Sono giorni – purtroppo, anni ormai – molto difficili in Libia: nella notte appena passata a Tripoli le milizie conosciute col nome “Brigata Al-Samoud” hanno circondato l’ufficio del Premier Abdul Hamid DbeibahTripoli e la sede del Governo ufficiale riconosciuto dall’ONU.

Le prime indiscrezioni di Sky News hanno avuto ora conferma internazionale: le milizie armate vorrebbero impedire il regolare svolgimento delle Elezioni Presidenziali del prossimo 24 dicembre, con il loro leader Salah Badi che ha fatto sapere in una nota «in Libia non ci saranno elezioni presidenziali e chiuderemo tutte le istituzioni statali». Badi è noto alla comunità internazionale in quanto nella lista nera del Consiglio di Sicurezza dell’ONU dal novembre 2018 per crimini contro l’umanità: è lo stesso che ieri, secondo quanto riportato da al Arabiya, avrebbe pesantemente attaccato l’inviata delle Nazioni Unite Stephanie Williams, incaricata di incontrare le autorità locali a Misurata in vista del regolare svolgimento delle Elezioni. «È una presenza criminale in Libia», attacca il leader delle milizie che qualche ora dopo hanno circondato il palazzo del potere a Tripoli.

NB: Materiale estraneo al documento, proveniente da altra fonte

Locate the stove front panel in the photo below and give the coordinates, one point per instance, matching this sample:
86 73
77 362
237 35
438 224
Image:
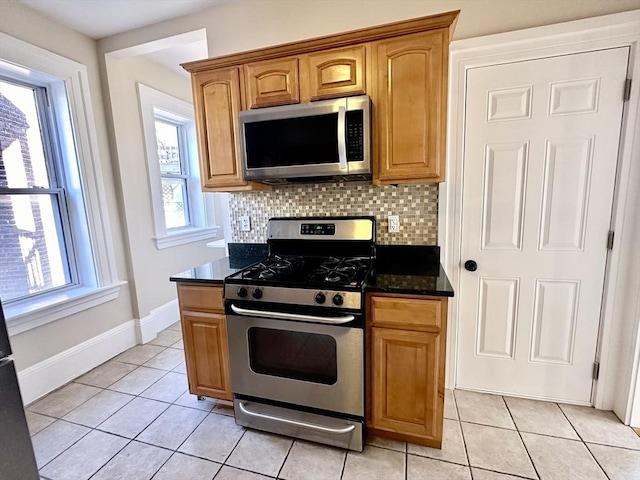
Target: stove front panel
307 364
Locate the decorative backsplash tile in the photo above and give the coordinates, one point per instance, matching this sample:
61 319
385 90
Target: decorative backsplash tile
417 206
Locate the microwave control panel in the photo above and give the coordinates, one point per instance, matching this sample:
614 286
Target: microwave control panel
318 229
355 135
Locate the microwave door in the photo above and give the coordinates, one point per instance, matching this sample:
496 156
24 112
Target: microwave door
294 141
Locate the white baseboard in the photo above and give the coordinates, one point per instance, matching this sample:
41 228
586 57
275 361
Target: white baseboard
44 377
147 328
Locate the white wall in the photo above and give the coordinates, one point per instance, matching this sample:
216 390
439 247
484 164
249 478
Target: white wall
39 344
237 26
150 268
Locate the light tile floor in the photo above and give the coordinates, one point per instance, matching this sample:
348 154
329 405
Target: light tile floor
132 418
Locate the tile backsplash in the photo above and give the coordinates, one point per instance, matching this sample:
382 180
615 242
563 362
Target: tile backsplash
417 206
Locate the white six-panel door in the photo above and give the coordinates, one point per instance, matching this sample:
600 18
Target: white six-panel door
541 146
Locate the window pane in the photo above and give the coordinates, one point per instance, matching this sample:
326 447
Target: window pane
23 160
174 201
168 148
32 251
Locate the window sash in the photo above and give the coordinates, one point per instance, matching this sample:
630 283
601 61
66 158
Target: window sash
64 236
185 176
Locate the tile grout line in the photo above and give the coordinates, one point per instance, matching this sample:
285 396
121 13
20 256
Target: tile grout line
582 440
111 458
344 463
285 459
464 441
533 464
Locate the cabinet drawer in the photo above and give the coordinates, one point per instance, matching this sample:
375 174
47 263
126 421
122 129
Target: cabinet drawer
198 297
406 311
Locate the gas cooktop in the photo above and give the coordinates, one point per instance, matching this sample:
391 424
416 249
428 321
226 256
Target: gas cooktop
329 271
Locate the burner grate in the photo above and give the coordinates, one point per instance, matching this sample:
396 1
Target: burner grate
338 270
273 268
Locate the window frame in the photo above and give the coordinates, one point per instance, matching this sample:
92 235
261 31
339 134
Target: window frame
69 95
56 189
153 104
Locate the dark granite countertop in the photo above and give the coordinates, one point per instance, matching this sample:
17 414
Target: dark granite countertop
405 269
410 269
240 256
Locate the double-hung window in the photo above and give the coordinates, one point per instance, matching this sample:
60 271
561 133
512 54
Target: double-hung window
56 249
182 213
172 139
37 245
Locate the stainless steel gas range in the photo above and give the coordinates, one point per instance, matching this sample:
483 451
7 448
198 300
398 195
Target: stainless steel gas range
296 330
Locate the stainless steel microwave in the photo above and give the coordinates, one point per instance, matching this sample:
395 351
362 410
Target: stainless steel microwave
313 142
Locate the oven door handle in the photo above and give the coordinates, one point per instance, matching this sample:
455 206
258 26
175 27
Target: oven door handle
312 426
293 316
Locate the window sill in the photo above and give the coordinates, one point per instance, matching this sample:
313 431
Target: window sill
49 308
185 236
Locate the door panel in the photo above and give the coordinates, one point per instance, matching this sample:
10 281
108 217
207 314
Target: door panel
541 145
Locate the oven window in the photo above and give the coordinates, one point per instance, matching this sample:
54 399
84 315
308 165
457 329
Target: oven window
310 357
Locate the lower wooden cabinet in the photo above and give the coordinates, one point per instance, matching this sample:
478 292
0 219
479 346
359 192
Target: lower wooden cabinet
407 338
204 332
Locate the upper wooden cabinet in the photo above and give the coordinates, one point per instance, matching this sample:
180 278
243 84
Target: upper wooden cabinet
410 99
333 73
217 102
402 66
272 82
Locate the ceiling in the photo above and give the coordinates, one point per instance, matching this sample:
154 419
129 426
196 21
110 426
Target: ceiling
102 18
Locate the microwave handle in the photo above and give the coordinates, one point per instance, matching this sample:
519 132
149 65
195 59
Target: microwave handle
342 146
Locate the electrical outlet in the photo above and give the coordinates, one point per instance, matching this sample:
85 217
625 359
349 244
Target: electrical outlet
394 223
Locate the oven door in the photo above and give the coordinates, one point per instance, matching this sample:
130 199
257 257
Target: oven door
297 362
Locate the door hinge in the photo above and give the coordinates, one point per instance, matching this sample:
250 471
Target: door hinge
627 90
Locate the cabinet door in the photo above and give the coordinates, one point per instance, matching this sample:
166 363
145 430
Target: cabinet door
410 105
333 73
405 396
207 354
217 104
272 82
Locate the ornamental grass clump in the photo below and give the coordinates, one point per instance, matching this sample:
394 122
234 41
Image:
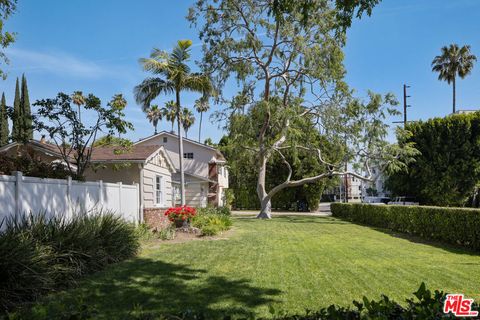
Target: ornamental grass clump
41 254
181 216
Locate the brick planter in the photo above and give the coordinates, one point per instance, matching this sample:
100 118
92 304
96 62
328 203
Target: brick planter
155 218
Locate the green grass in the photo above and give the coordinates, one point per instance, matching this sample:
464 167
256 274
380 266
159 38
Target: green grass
291 263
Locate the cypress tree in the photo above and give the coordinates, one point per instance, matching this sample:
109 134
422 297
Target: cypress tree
3 121
16 116
26 113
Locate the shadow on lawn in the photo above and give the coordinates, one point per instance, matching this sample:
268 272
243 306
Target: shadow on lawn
158 287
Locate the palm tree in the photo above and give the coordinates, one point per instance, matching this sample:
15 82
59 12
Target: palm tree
201 105
154 114
79 100
172 76
452 62
187 120
170 112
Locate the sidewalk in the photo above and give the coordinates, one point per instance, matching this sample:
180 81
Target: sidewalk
323 211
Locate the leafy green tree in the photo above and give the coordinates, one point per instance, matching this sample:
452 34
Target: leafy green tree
452 62
174 76
154 114
79 100
17 115
188 119
447 169
74 138
26 113
4 132
287 57
7 7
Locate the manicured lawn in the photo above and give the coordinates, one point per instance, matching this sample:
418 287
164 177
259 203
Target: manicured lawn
292 264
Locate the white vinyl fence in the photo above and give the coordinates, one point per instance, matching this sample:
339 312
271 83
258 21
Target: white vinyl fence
22 195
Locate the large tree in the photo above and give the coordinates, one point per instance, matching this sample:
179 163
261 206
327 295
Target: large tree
451 62
287 56
74 138
173 76
7 7
4 132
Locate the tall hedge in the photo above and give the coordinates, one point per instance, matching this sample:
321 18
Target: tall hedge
458 226
447 172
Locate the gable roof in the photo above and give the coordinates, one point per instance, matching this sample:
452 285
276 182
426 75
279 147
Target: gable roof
135 153
221 158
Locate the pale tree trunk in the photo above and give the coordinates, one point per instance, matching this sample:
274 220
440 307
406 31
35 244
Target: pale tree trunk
454 98
266 207
180 151
200 128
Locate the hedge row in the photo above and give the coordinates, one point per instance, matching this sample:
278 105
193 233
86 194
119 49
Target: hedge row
456 226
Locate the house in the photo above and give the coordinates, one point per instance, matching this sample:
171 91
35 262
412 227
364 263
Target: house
206 173
153 164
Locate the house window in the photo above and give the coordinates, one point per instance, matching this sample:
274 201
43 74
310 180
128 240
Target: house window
158 190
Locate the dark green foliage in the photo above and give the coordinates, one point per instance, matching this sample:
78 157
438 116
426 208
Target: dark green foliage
212 221
41 254
4 131
32 168
16 114
425 305
447 171
456 226
26 121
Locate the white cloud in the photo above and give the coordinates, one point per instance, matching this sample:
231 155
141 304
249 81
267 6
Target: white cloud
58 63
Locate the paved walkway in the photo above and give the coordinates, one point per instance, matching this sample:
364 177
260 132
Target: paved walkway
323 211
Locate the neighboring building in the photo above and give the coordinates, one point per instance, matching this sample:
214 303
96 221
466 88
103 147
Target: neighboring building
206 174
350 188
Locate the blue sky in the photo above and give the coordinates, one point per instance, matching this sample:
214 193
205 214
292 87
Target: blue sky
94 46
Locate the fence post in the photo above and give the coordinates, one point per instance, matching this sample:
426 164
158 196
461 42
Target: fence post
68 197
18 190
120 198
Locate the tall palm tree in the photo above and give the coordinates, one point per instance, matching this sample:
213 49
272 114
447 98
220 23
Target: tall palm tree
452 62
201 105
172 76
188 119
170 112
79 100
154 114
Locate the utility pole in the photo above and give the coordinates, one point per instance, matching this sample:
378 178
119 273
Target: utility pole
405 106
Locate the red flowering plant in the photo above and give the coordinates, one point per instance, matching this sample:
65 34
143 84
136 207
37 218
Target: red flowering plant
180 215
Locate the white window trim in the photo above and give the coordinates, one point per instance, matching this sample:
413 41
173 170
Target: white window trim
162 191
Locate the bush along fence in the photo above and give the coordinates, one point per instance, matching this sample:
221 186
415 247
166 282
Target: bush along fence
20 195
457 226
41 254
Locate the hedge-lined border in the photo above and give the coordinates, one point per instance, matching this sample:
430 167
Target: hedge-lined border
458 226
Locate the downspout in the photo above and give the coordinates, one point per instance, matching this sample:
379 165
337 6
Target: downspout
140 165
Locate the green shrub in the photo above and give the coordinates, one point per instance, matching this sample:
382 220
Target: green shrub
212 221
458 226
41 254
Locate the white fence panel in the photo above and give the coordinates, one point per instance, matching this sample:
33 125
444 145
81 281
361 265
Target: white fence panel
21 195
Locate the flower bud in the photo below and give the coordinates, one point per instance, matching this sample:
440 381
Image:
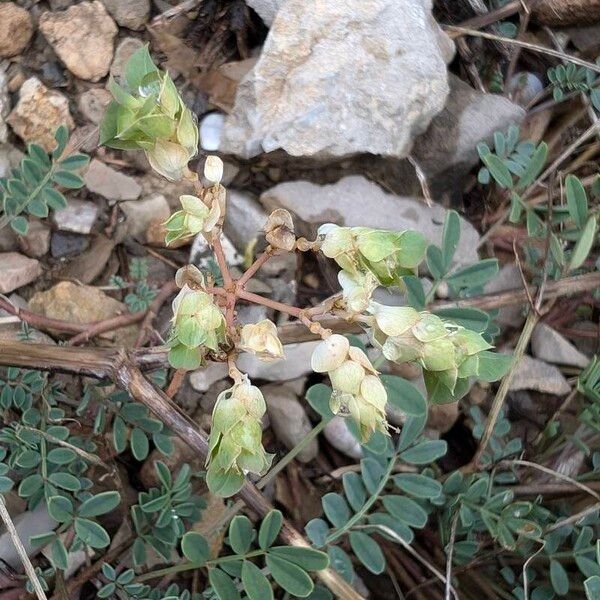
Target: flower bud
191 276
330 353
196 217
357 289
279 230
261 340
169 159
235 443
213 169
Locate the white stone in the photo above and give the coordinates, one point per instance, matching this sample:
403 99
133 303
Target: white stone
78 217
295 364
113 185
337 77
354 201
211 130
336 432
141 213
289 420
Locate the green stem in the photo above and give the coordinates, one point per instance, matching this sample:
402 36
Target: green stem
363 511
233 510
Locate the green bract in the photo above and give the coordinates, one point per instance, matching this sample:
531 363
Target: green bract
198 326
448 353
148 114
357 389
235 444
388 255
195 217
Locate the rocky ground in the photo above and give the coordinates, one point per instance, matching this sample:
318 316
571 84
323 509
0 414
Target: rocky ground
362 113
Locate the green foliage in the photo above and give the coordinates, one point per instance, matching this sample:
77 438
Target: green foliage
572 78
131 423
162 513
31 188
122 585
375 502
148 114
288 566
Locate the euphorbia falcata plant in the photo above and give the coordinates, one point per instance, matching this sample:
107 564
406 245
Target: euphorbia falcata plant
148 114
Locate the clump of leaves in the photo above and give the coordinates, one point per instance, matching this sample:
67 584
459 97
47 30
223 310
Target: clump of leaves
572 78
288 566
31 188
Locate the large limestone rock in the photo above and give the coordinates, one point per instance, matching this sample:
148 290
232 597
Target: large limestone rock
337 77
38 114
354 201
266 9
82 36
447 151
82 304
16 29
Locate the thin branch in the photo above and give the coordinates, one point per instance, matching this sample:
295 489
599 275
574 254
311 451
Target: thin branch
14 536
535 47
530 323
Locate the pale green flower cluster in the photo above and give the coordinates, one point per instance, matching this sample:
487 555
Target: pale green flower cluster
357 389
386 255
148 114
235 444
198 325
447 352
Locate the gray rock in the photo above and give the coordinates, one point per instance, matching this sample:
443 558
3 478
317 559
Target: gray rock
245 219
534 374
65 244
447 151
38 114
266 9
141 213
132 14
337 77
551 346
16 271
112 185
93 103
126 47
289 420
336 432
201 253
4 107
203 378
354 201
508 278
82 37
295 364
78 217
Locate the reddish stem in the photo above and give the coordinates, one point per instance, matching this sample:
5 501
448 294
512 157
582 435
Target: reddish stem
220 256
254 267
280 306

CAOS IN LIBIA: SEMPRE PIÙ A RISCHIO LE ELEZIONI DEL 24 SETTEMBRE

Stando ai media locali, citati stamane dalla Stampa del Vaticano, il presidente del Consiglio presidenziale, Mohammed al Menfi, i membri dello stesso Consiglio e pure il Premier sarebbero stati trasferiti in un luogo sicuro, dopo aver ricevuto informazioni sull’intenzione delle milizie armate di assaltare le loro case. I media locali parlano dell’azione militare in corso a Tripoli come diretta conseguenza della decisione di Menfi di rimuovere il capo del distretto militare della capitale libica, Abdel Basset Marwan, in quanto sarebbe considerato «troppo legato al periodo della guerra contro il generale Kalifa Haftar». Le milizie della Brigata ritengono invece quel personaggio una “pedina” fondamentale in quanto loro “protettore”: la risultanza è un assedio al palazzo del potere ma anche mezzi blindati nelle strade del centro e quartieri a cui è stata tolta in piena notte l’elettricità (fonte sempre Vatican News). A questo punto risultato sempre più a rischio le Elezioni previste per la Vigilia di Natale che dovrebbero portare la Libia fuori finalmente dalla guerra civile in corso da 10 anni, dalla caduta del dittatore Gheddafi. Già due settimane fa l’Alta Commissione elettorale libica (Hnec) aveva annunciato il «rinvio sine die» della pubblicazione della lista definitiva dei candidati presidenziali spiegando di «dover ancora adottare una serie di misure». Si era così già bloccatala campagna elettorale che vede contrapposti figure tra le più disparate della recente politica libica: Haftar su tutti, ma anche il figlio del colonnello Seif al Islam Gheddafi, il Presidente del Parlamento di Tobruk Saleh, l’ex Ministro dell’Interno Bashaga e lo stesso premier Dbeibah. Probabile a questo punto un ennesimo slittamento del voto, forse nei primi mesi 2022: attesa in questo senso la decisione dell’ONU per capire quale tipo di evoluzione/escalation potrebbe giungere in Libia.